Essere ecologisti, dunque vuol dire aver cura dell’ambiente in quanto esso è la casa naturale dell’uomo. Ma – osserva il filosofo inglese Roger Scruton – ad essere “ecofili”, ossia a voler curare la propria casa, sono sempre stati i conservatori e i tradizionalisti; essi infatti hanno il senso del limite, dell’ordine gerarchico e del territorio (Heimat), hanno per motto “pro aris et focis” e quindi curano il focolare domestico, la comunità rurale, l’ambiente naturale, familiare e lavorativo.

Insomma, quello ecologista è stato per secoli un argomento tipico della cultura e dei movimenti conservatori e tradizionalisti, specialmente cattolici. Al contrario, per secoli i rivoluzionari hanno disprezzato la natura creata e il suo ordine, tanto che l’hanno ridotta a mera materia misurabile, manipolabile e sfruttabile, a campo di esercizio dell’umana onnipotenza, sacrificandola al progresso tecnico-economico.

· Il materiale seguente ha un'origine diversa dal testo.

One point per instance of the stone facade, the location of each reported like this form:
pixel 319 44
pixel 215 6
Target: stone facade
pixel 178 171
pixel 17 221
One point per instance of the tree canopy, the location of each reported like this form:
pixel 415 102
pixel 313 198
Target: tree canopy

Essi infatti erano mossi dall’odio per il creato e particolarmente per la natura umana; in realtà lo sono ancora oggi, come dimostrato dalla loro propaganda contro la sessualità e la procreazione naturali, e dalla loro politica in favore dell’omosessualità, della denatalità, dell’aborto e dell’eutanasia.

Oggi la situazione sembra essersi rovesciata. Già quarant’anni fa il prof. Plinio Corrêa de Oliveira osservava con rammarico che gli ambienti progressisti e rivoluzionari stavano sottraendo l’argomento ecologico a quelli conservatori e tradizionalisti, i quali se ne erano disinteressati a lungo, psicologicamente sottomessi com’erano al mito della scienza e della tecnica.

Oggi dobbiamo chiederci: com’è stato possibile questo vero e proprio “furto con destrezza”? E com’è possibile oggi riprenderci una bandiera così importante?